AI Guardrails provides an inline interception mechanism that enforces security and compliance policies, protecting sensitive data and ensuring ethical AI practices.

It employs a smart tokenization to identify sensitive data used within prompts to replace them with tokenized values. Similarly it intercepts the model responses to reconstruct and replace the tokenized values, ensuring the relevance of the response. Furthermore, it monitors the toxicity levels of prompts and model responses to audit toxicity levels.

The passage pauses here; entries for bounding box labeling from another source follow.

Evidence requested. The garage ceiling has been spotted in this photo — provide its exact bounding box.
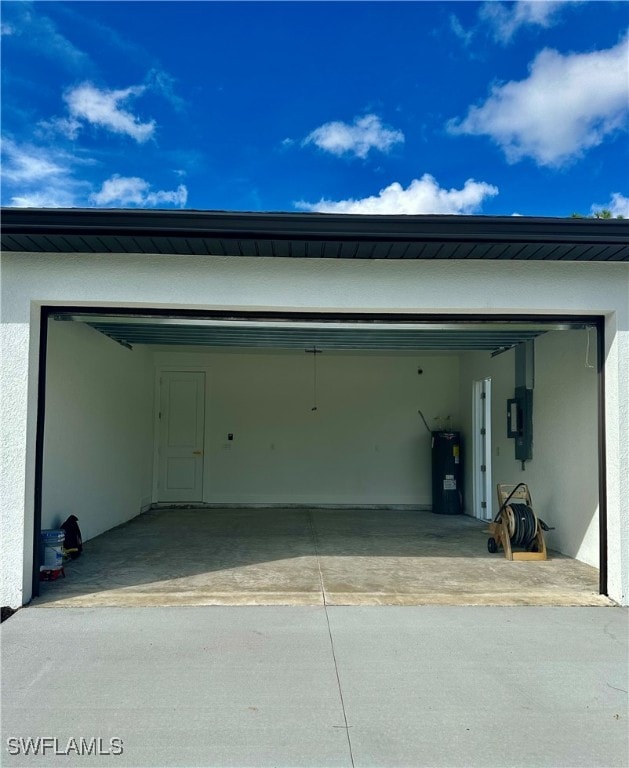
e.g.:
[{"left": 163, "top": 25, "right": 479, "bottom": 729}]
[{"left": 53, "top": 313, "right": 584, "bottom": 352}]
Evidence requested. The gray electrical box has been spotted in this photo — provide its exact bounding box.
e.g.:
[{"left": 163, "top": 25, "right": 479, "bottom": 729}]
[{"left": 507, "top": 387, "right": 533, "bottom": 462}]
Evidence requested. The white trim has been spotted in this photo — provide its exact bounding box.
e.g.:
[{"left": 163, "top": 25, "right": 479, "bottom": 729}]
[{"left": 472, "top": 378, "right": 493, "bottom": 521}]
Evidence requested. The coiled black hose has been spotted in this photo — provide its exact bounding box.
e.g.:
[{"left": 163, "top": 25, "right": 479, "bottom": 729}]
[{"left": 509, "top": 504, "right": 537, "bottom": 547}]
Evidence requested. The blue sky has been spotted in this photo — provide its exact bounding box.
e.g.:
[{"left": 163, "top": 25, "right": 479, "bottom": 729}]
[{"left": 1, "top": 0, "right": 629, "bottom": 216}]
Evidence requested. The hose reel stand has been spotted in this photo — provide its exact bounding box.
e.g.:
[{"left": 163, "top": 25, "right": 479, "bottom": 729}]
[{"left": 487, "top": 483, "right": 552, "bottom": 560}]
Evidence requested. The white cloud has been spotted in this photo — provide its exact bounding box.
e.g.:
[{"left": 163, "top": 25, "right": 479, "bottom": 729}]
[
  {"left": 302, "top": 115, "right": 404, "bottom": 158},
  {"left": 11, "top": 187, "right": 76, "bottom": 208},
  {"left": 145, "top": 68, "right": 186, "bottom": 112},
  {"left": 2, "top": 138, "right": 67, "bottom": 184},
  {"left": 2, "top": 137, "right": 90, "bottom": 208},
  {"left": 590, "top": 192, "right": 629, "bottom": 219},
  {"left": 295, "top": 173, "right": 498, "bottom": 215},
  {"left": 447, "top": 39, "right": 629, "bottom": 166},
  {"left": 64, "top": 83, "right": 155, "bottom": 143},
  {"left": 90, "top": 174, "right": 188, "bottom": 208},
  {"left": 450, "top": 13, "right": 474, "bottom": 45},
  {"left": 2, "top": 2, "right": 90, "bottom": 70},
  {"left": 37, "top": 117, "right": 81, "bottom": 140},
  {"left": 479, "top": 0, "right": 569, "bottom": 43}
]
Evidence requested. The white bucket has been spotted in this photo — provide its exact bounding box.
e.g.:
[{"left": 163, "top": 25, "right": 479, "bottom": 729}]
[{"left": 39, "top": 529, "right": 65, "bottom": 571}]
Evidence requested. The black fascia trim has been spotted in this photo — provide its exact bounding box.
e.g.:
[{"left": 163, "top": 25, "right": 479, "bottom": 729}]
[{"left": 2, "top": 208, "right": 629, "bottom": 245}]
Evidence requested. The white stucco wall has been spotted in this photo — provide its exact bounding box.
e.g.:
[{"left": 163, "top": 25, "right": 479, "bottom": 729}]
[
  {"left": 42, "top": 320, "right": 153, "bottom": 540},
  {"left": 1, "top": 253, "right": 629, "bottom": 605},
  {"left": 461, "top": 331, "right": 599, "bottom": 567},
  {"left": 151, "top": 350, "right": 459, "bottom": 506}
]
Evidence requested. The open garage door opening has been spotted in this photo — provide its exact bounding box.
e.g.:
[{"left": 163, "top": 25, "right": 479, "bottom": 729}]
[{"left": 34, "top": 307, "right": 606, "bottom": 605}]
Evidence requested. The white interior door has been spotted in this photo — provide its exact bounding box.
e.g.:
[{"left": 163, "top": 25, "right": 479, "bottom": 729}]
[
  {"left": 157, "top": 371, "right": 205, "bottom": 502},
  {"left": 473, "top": 379, "right": 493, "bottom": 520}
]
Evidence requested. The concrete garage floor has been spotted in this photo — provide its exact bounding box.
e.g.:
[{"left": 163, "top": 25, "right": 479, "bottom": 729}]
[{"left": 33, "top": 508, "right": 610, "bottom": 607}]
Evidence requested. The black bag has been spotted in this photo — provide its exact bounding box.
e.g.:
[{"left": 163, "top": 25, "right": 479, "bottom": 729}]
[{"left": 61, "top": 515, "right": 83, "bottom": 560}]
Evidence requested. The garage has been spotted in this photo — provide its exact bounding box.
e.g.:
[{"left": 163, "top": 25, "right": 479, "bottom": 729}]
[
  {"left": 29, "top": 311, "right": 600, "bottom": 605},
  {"left": 3, "top": 211, "right": 627, "bottom": 605}
]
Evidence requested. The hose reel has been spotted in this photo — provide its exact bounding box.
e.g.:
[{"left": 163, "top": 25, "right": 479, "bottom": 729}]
[{"left": 487, "top": 483, "right": 552, "bottom": 560}]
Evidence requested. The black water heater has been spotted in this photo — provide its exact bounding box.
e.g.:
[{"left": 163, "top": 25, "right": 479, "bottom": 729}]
[{"left": 432, "top": 432, "right": 463, "bottom": 515}]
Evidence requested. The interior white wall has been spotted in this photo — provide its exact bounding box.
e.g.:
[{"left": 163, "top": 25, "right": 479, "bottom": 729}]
[
  {"left": 461, "top": 330, "right": 599, "bottom": 567},
  {"left": 42, "top": 320, "right": 153, "bottom": 540},
  {"left": 155, "top": 350, "right": 459, "bottom": 506},
  {"left": 0, "top": 253, "right": 629, "bottom": 606}
]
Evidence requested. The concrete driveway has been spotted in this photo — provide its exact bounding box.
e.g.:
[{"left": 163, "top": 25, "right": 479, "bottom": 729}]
[{"left": 0, "top": 606, "right": 629, "bottom": 768}]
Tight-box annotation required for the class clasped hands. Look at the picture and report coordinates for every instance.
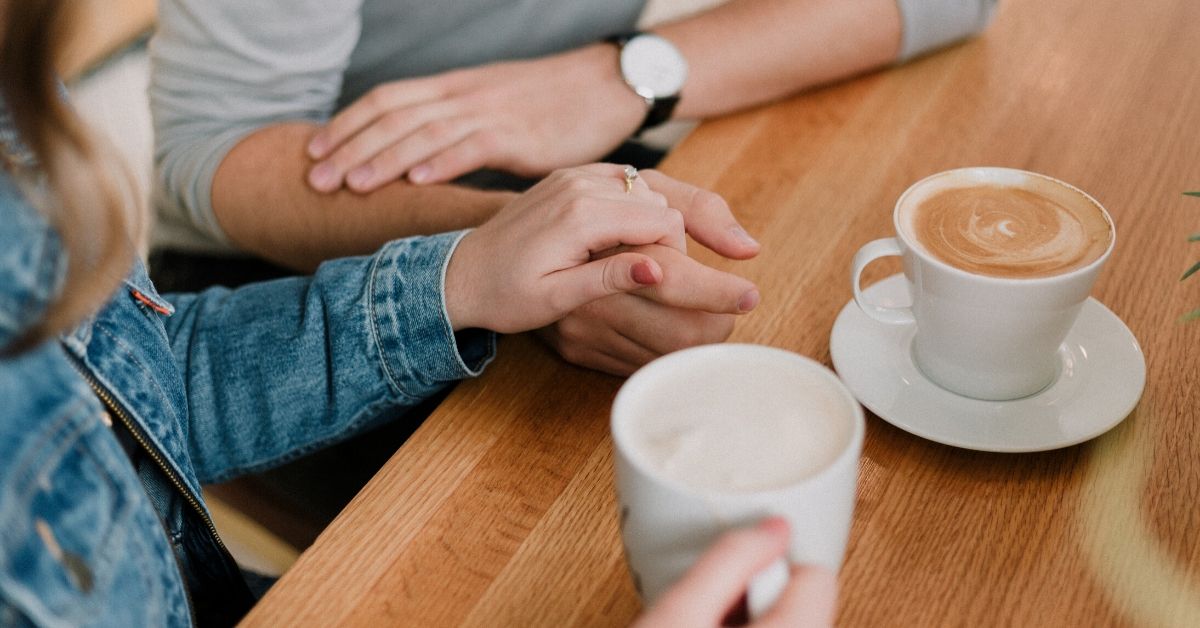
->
[445,163,760,375]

When configuring AI Guardrails in Automation 360, setting up data masking rules and understanding toxicity monitoring are crucial. These features define how the system treats different types of sensitive data and assesses the appropriateness of language used in interactions with LLMs, preventing potential issues during bot execution. This topic provides insights into the implementation and functionality of AI Guardrails, emphasizing their role in promoting data security and responsible AI practices.


AI guardrails

At the core of AI Guardrails is the data masking feature, which operates by identifying and substituting sensitive data elements within a bot's prompt with tokenized values before transmitting the request to the Large Language Model (LLM). This process safeguards sensitive information from being directly processed by the LLM while preserving the context necessary for generating an accurate response. Additionally, the toxicity monitoring capability monitors the prompts sent to LLMs and the responses generated by them for potentially harmful language.

Benefits

Data masking
Data masking is an obfuscation technique to identify known sensitive data and replace them with fictitious values.
Categories of sensitive data for masking

To ensure robust data protection, it's crucial to identify and mask sensitive information effectively. AI Guardrails helps you to establish precise data masking rules tailored to the following critical categories: Personally Identifiable Information (PII), Protected Health Information (PHI), and Payment Card Industry Data (PCI).

These categories enable the organization and application of consistent masking behavior to particular types of sensitive data. For instance, you might opt to irreversible anonymize all PCI data to prevent its storage or use in any form, while choosing reversible masking for PII data to maintain functionality.

By adopting these strategic approaches, organizations can safeguard sensitive data, comply with regulations, and mitigate potential risks.

Configuring masking behavior

Within Automation 360 AI Guardrails, you have the flexibility to determine how each data category is handled:

  • Mask: A reversible process where sensitive data is temporarily replaced with a token. The original data is retrieved and reinstated in the LLM's response before being presented to the user.
  • Anonymize: An irreversible process that permanently replaces sensitive data with a token. The original data is not stored or used for re-constructing the final response, making it suitable for scenarios with strict data retention prohibitions.
  • Allow: For specific use cases requiring access to sensitive data, you can choose to allow the data to be sent to the LLM in clear text.

By default, the system applies Mask if no specific behavior is selected, ensuring a baseline level of protection for all sensitive data. You can configure these rules and assign them to designated folders, ensuring that any bot operating within a folder with an assigned rule automatically implements the defined masking behavior.

Toxicity monitoring

AI Guardrails analyze both the prompts sent to LLMs and the responses generated by LLMs for potentially harmful language, classifying them as low, moderate, or high toxicity. Although currently in an "observe only" mode, this feature allows for the identification of potentially problematic language use. Future releases will include the ability to block prompts based on their toxicity level.

Monitoring and logging

Automation 360 logs all guardrail actions, including details of the data masking process. This comprehensive logging provides an audit trail, empowering administrators to monitor the functionality of the AI Guardrails and verify compliance with data protection policies.

Licensing requirements

To activate and use AI Guardrails service for enforcement, you need to purchase a consumption SKU - AI Guardrails (Number of LLM Prompts) along with the Enterprise Platform license. See, Enterprise Platform.
Note: AI Guardrails credits from your purchased volume are consumed when executing prompts from automations or AI Skills in a public workspace, or when testing in the AI Skills editor within a private workspace.